[Python-Dev] Re: marshal / unmarshal

Mon Apr 11 17:27:43 CEST 2005

[Tim]
>> The 754 standard doesn't say anything about how the difference between
>> signaling and quiet NaNs is represented.  So it's possible that a qNaN
>> on one box would "look like" an sNaN on a different box, and vice
>> versa.  But since most people run with all FPU traps disabled, and
>> Python doesn't expose a way to read the FPU status flags, they
>> couldn't tell the difference.

[mwh]
> OK.  Do you have any intuition as to whether 754 implementations
> actually *do* differ on this point?

Not anymore -- hasn't been part of my job, or a hobby, for over a
decade.  There were differences a decade+ ago.  All NaNs have all
exponent bits set, and at least one mantissa bit set, and every bit
pattern of that form represents a NaN.  That's all the standard says. 
The most popular way to distinguish quiet from signaling NaNs keyed
off the most-significant mantissa bit:  set for a qNaN, clear for an
sNaN.  It's possible that all 754 HW does that now.

There's at least still that Pentium hardware adds a third not-a-number
possibility: in addition to 754's quiet and signaling NaNs, it also
has "indeterminate" values.  Here w/ native Windows Python 2.4 on a
Pentium:

>>> inf = 1e300 * 1e300
>>> inf - inf   # indeterminate
-1.#IND
>>> - _  # but the negation of IND is a quiet NaN
1.#QNAN
>>>

Do the same thing under Cygwin Python on the same box and it prints "NaN" twice.

Do people care about this?  I don't know.  It seems unlikely -- in
effect, IND just gives a special string name to a single one of the
many bit patterns that represent a quiet NaN.  OTOH, Pentium hardware
still preserves this distinction, and MS library docs do too.  IND
isn't part of the 754 standard (although, IIRC, it was part of a
pre-standard draft, which Intel implemented and is now stuck with).

>> Copying bytes works perfectly for all other cases (signed zeroes,
>> non-zero finites, infinities), because their representations are
>> wholly defined, although it's possible that a subnormal on one box
>> will be treated like a zero (with the same sign) on a
>> partially-conforming box.

> I'd find struggling to care about that pretty hard.

Me too.

>>> The question, of course, is how to tell.

>> Store a few small doubles at module initialization time and stare at

> ./configure time, surely?

Unsure.  Not all Python platforms _have_ "./configure time".  Module
initialization code is harder to screw up for that reason (the code is
in an obvious place then, self-contained, and doesn't require any
relevant knowledge of any platform porter unless/until it breaks).

>> their bits.  That's enough to settle whether a 754 format is in use,
>> and, if it is, whether it's big-endian or little-endian.

> Do you have a pointer to code that does this?
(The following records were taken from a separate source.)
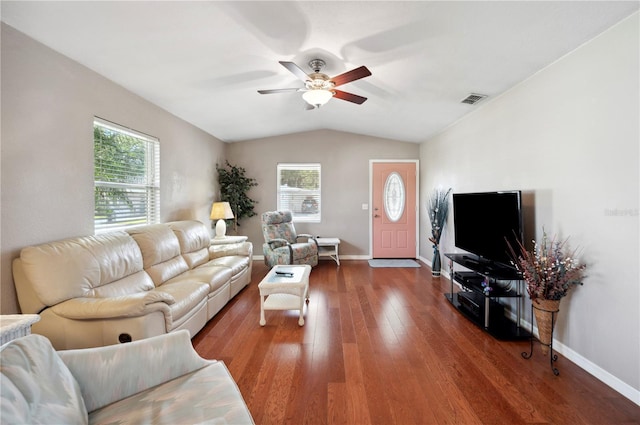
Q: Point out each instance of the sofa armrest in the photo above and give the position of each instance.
(132, 305)
(112, 373)
(244, 249)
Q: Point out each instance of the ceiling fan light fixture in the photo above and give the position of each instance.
(317, 97)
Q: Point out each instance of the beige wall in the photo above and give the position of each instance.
(48, 105)
(569, 136)
(344, 158)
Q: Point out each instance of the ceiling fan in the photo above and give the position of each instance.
(319, 88)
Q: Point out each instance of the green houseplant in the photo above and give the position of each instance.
(234, 185)
(438, 207)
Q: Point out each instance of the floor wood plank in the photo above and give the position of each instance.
(383, 346)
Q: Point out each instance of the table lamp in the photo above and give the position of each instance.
(221, 211)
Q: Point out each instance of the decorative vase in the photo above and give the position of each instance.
(436, 265)
(545, 312)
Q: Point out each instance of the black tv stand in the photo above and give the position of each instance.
(484, 309)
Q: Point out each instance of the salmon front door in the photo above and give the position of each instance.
(394, 209)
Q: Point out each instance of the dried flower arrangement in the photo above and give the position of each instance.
(549, 271)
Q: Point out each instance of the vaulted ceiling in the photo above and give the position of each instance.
(204, 61)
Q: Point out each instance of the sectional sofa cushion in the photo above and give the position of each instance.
(54, 397)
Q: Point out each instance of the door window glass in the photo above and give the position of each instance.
(394, 196)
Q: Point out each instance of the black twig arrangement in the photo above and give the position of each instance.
(438, 210)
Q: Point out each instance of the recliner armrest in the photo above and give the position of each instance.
(112, 373)
(278, 243)
(308, 236)
(113, 307)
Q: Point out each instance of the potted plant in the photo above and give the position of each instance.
(549, 271)
(438, 207)
(234, 185)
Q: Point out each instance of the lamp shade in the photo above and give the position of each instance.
(317, 97)
(221, 211)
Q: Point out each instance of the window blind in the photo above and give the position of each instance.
(299, 191)
(126, 177)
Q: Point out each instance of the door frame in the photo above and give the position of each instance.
(417, 163)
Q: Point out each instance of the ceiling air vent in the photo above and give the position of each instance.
(473, 98)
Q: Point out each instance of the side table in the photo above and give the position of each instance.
(228, 240)
(14, 326)
(328, 247)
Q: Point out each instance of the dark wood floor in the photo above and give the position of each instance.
(383, 346)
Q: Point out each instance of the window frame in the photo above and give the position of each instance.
(315, 194)
(143, 194)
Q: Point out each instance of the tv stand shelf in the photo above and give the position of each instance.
(482, 309)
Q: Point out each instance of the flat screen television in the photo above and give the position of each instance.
(484, 222)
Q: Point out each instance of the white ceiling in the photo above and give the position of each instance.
(204, 61)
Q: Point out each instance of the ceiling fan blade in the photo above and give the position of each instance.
(349, 97)
(295, 70)
(278, 91)
(354, 74)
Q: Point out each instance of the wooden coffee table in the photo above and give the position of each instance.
(285, 288)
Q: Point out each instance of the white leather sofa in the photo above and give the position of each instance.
(125, 286)
(158, 380)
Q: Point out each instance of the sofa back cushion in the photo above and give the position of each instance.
(81, 267)
(37, 387)
(194, 239)
(160, 252)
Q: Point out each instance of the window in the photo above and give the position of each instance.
(126, 177)
(299, 191)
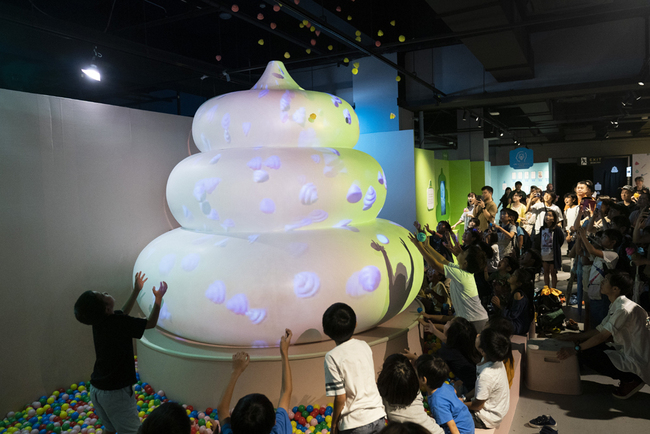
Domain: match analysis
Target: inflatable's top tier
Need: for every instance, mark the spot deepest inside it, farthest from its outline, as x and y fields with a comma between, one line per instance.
x=276, y=112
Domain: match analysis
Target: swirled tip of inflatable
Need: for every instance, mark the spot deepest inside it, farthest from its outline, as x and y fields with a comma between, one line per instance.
x=276, y=77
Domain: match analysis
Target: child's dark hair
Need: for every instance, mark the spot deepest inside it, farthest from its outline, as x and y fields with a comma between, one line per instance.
x=511, y=262
x=527, y=289
x=167, y=418
x=339, y=322
x=461, y=336
x=621, y=280
x=615, y=235
x=475, y=258
x=434, y=369
x=495, y=345
x=398, y=382
x=253, y=413
x=89, y=309
x=404, y=428
x=545, y=225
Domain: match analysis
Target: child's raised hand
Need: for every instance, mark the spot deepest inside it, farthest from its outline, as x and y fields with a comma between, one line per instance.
x=160, y=292
x=139, y=281
x=285, y=341
x=240, y=361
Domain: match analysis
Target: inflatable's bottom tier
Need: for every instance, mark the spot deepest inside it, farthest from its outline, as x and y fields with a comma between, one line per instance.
x=245, y=289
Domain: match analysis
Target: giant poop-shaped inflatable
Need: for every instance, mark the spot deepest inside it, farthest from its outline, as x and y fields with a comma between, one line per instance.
x=278, y=217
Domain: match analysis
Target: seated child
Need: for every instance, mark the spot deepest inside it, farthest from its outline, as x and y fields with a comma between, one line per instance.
x=518, y=308
x=114, y=373
x=400, y=389
x=492, y=394
x=350, y=376
x=445, y=406
x=167, y=418
x=254, y=412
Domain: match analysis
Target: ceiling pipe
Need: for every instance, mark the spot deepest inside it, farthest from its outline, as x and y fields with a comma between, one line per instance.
x=324, y=27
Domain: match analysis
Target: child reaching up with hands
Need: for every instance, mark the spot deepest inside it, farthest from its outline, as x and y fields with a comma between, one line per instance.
x=254, y=412
x=114, y=371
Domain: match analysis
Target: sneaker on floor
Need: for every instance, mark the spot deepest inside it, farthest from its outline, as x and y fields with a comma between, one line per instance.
x=542, y=421
x=628, y=388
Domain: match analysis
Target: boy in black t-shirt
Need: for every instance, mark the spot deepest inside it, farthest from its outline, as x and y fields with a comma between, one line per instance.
x=114, y=372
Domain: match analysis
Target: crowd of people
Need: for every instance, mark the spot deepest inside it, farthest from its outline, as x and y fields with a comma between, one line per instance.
x=478, y=291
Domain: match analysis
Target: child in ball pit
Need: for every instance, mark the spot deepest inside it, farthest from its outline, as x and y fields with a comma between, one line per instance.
x=114, y=372
x=254, y=412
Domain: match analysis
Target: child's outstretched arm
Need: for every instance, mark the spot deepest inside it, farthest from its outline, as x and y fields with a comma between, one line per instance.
x=153, y=316
x=239, y=364
x=287, y=384
x=137, y=287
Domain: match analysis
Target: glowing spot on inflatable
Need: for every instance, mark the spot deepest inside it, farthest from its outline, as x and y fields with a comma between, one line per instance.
x=306, y=284
x=354, y=194
x=256, y=315
x=369, y=199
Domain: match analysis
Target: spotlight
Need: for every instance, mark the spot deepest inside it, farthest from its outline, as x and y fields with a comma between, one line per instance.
x=92, y=72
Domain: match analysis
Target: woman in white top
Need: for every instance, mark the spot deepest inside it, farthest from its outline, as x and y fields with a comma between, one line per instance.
x=462, y=289
x=400, y=389
x=627, y=325
x=468, y=212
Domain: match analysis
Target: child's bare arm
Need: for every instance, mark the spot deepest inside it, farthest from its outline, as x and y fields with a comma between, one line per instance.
x=153, y=316
x=287, y=384
x=339, y=403
x=137, y=287
x=239, y=364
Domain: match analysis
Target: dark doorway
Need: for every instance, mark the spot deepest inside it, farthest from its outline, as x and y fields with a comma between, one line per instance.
x=611, y=175
x=567, y=176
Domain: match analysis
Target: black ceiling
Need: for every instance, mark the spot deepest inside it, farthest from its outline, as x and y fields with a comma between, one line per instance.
x=153, y=50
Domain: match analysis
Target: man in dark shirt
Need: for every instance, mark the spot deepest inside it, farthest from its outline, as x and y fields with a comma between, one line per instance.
x=114, y=372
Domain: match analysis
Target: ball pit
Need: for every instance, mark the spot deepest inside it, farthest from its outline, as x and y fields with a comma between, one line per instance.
x=71, y=411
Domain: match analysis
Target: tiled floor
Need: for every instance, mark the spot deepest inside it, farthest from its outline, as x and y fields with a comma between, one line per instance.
x=595, y=411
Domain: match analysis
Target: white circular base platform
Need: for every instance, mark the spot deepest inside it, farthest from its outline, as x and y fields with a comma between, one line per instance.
x=195, y=373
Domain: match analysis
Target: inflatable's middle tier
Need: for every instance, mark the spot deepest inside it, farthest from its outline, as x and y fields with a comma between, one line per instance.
x=276, y=189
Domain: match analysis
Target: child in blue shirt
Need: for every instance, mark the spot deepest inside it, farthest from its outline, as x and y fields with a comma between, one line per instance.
x=447, y=409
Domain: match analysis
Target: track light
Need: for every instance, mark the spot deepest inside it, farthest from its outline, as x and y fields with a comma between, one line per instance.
x=92, y=71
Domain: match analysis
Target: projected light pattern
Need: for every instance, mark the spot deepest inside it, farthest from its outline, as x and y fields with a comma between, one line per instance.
x=278, y=219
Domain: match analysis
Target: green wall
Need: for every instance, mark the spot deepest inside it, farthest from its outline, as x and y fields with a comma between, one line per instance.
x=460, y=176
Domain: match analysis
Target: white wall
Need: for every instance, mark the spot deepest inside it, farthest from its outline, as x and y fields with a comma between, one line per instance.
x=83, y=191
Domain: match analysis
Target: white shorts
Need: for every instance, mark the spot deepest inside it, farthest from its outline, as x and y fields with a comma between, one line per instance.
x=117, y=409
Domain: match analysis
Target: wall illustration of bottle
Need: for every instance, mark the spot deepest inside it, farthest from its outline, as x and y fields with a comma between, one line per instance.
x=430, y=197
x=279, y=221
x=442, y=184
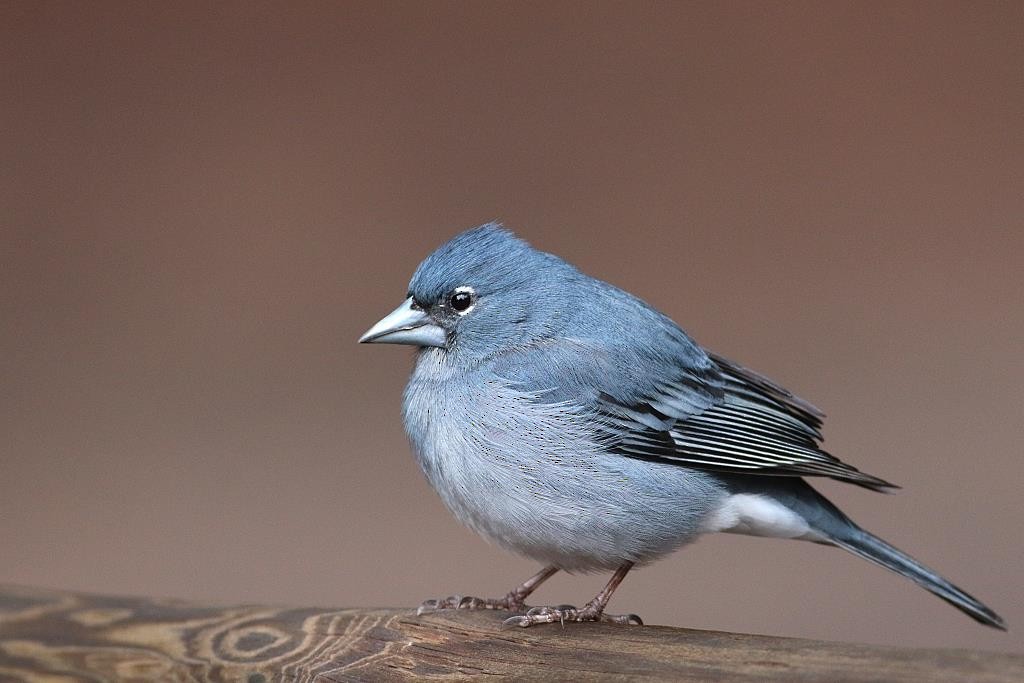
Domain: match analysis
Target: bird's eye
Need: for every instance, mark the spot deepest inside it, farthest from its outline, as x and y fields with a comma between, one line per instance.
x=462, y=299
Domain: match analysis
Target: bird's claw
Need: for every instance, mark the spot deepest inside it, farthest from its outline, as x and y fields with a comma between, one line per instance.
x=465, y=602
x=568, y=613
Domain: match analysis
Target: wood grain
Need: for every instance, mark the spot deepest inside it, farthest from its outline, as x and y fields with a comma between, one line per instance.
x=59, y=637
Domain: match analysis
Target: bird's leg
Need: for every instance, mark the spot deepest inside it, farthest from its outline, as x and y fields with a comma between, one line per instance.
x=514, y=600
x=592, y=611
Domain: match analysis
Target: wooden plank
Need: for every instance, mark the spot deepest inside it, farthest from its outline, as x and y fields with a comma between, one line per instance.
x=58, y=637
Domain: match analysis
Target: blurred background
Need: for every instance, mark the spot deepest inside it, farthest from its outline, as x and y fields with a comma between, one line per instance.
x=204, y=206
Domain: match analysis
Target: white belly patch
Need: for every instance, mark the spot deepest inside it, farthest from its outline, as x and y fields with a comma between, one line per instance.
x=753, y=514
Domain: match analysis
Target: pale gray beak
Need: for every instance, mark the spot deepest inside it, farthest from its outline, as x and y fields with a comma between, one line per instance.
x=406, y=325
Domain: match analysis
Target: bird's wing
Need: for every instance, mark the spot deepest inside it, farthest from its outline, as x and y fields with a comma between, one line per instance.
x=702, y=412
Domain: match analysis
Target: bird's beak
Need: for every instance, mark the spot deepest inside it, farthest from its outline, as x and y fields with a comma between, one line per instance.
x=407, y=325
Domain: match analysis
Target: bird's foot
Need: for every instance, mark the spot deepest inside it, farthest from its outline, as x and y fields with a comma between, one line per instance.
x=510, y=602
x=563, y=613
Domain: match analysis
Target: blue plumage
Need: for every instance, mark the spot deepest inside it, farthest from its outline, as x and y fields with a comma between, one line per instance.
x=568, y=421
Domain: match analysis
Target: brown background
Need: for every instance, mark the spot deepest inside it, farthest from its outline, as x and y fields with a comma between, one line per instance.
x=204, y=206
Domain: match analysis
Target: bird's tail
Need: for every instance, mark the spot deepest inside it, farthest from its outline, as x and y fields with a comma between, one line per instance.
x=865, y=545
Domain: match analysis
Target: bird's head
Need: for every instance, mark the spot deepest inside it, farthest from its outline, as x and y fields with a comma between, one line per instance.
x=482, y=292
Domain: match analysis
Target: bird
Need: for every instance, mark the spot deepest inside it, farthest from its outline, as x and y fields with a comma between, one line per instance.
x=567, y=421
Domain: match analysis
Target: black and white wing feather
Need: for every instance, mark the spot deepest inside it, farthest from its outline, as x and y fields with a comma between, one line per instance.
x=728, y=419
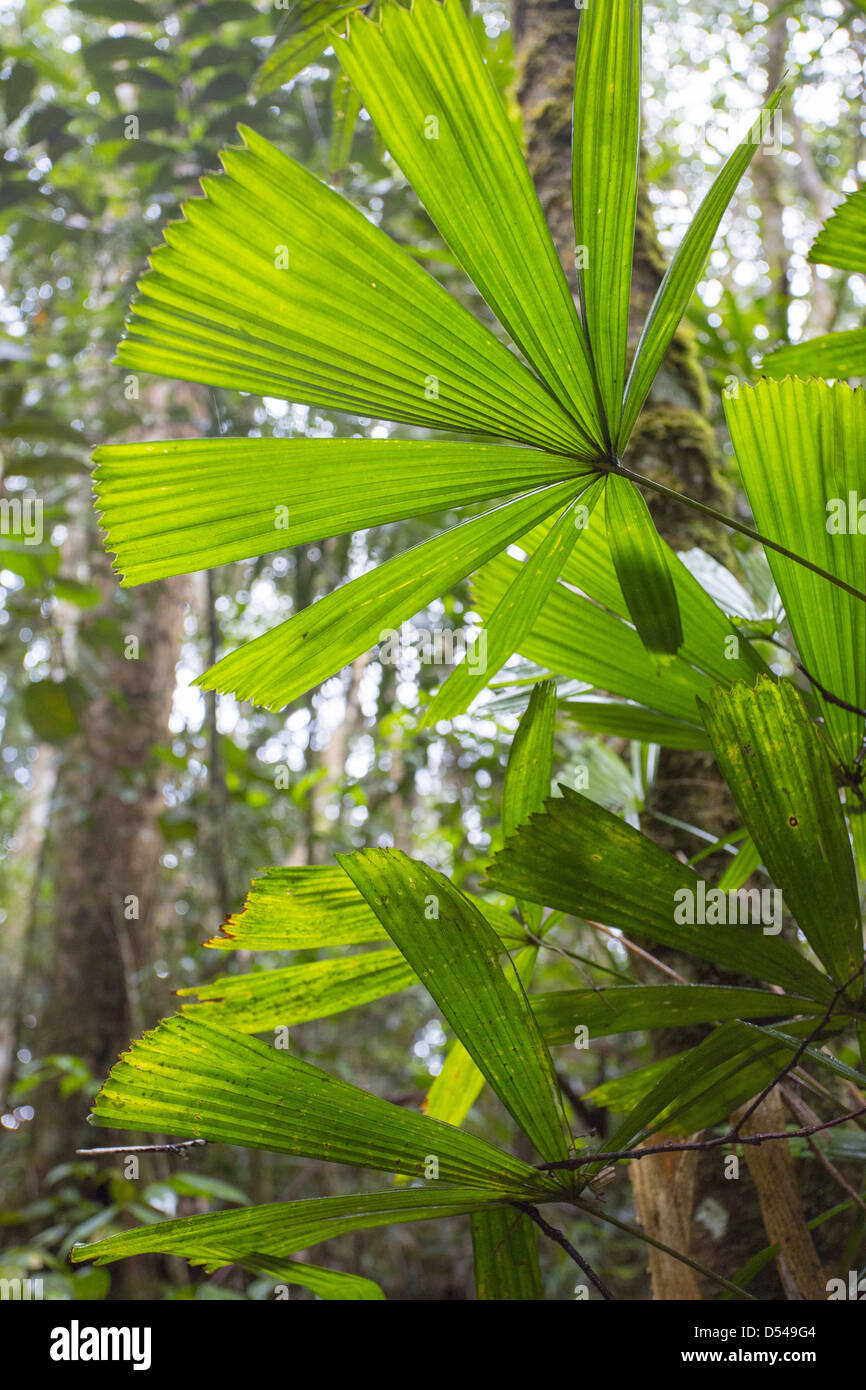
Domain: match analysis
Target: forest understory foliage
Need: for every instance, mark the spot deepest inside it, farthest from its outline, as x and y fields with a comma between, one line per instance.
x=544, y=592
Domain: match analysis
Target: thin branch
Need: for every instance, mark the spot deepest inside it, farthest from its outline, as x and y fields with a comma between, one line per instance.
x=566, y=1244
x=701, y=1146
x=143, y=1148
x=794, y=1061
x=737, y=526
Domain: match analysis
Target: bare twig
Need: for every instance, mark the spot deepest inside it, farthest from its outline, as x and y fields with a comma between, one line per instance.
x=794, y=1061
x=630, y=945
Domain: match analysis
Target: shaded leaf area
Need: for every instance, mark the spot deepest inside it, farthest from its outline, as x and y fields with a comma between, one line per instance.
x=470, y=174
x=299, y=908
x=781, y=776
x=175, y=508
x=799, y=448
x=456, y=957
x=584, y=861
x=637, y=1007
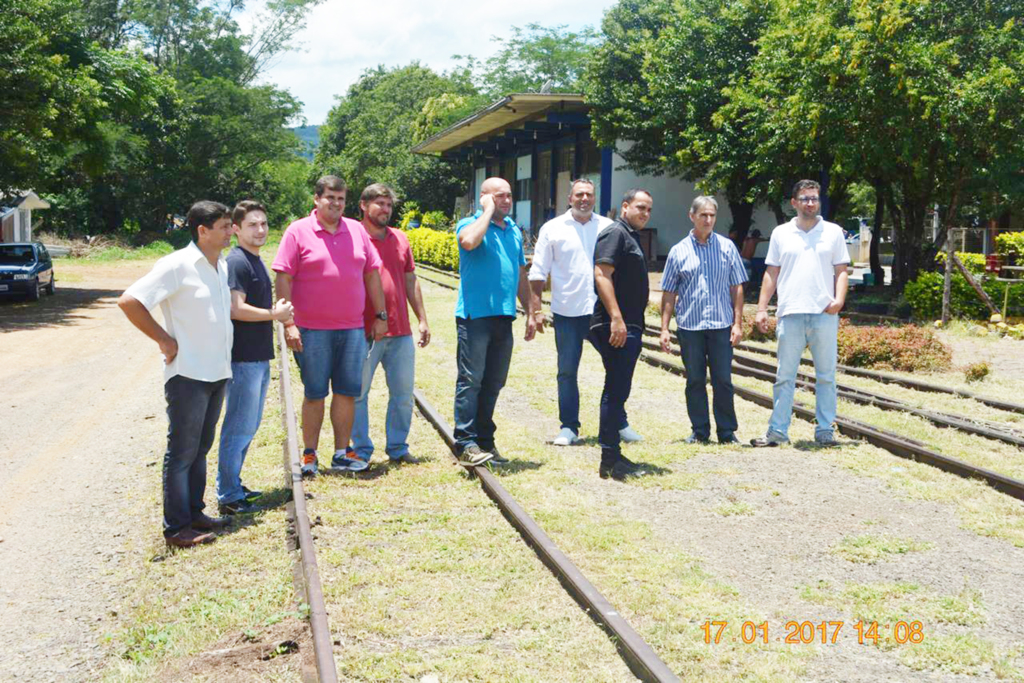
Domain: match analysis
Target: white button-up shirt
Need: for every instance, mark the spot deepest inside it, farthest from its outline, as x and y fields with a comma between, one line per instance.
x=197, y=305
x=564, y=250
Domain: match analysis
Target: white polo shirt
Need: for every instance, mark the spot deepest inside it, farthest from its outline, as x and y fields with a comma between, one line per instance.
x=807, y=279
x=564, y=250
x=197, y=306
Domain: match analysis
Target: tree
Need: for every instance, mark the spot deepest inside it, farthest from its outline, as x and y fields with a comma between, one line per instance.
x=369, y=134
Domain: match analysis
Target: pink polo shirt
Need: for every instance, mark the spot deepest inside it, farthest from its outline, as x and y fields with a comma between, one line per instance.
x=327, y=271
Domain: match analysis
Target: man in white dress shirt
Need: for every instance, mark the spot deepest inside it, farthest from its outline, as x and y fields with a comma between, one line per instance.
x=190, y=288
x=564, y=250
No.  Pemberton's enquire.c contains enough code to do it.  Given how
few distinct architectures still exist, it's probably enough to store
just double x = 1.5 and stare at it.

>>> [2] Exaggeration, I realize -- but how many non 754 systems are out
>>>    there?  How many will see Python 2.5?

>> No idea here.  The existing pack routines strive to do a good job of
>> _creating_ an IEEE-754-format representation regardless of platform
>> representation.  I assume that code would still be present, so
>> "oddball" platforms would be left no worse off than they are now.

> Well, yes, given the above.  The text this footnote was attached to
> was asking if just assuming 754 float formats would inconvenience
> anyone.

I think I'm still missing your intent here.  If you're asking whether
Python can blindly assume that 745 is in use, I'd say that's
undesirable but defensible if necessary.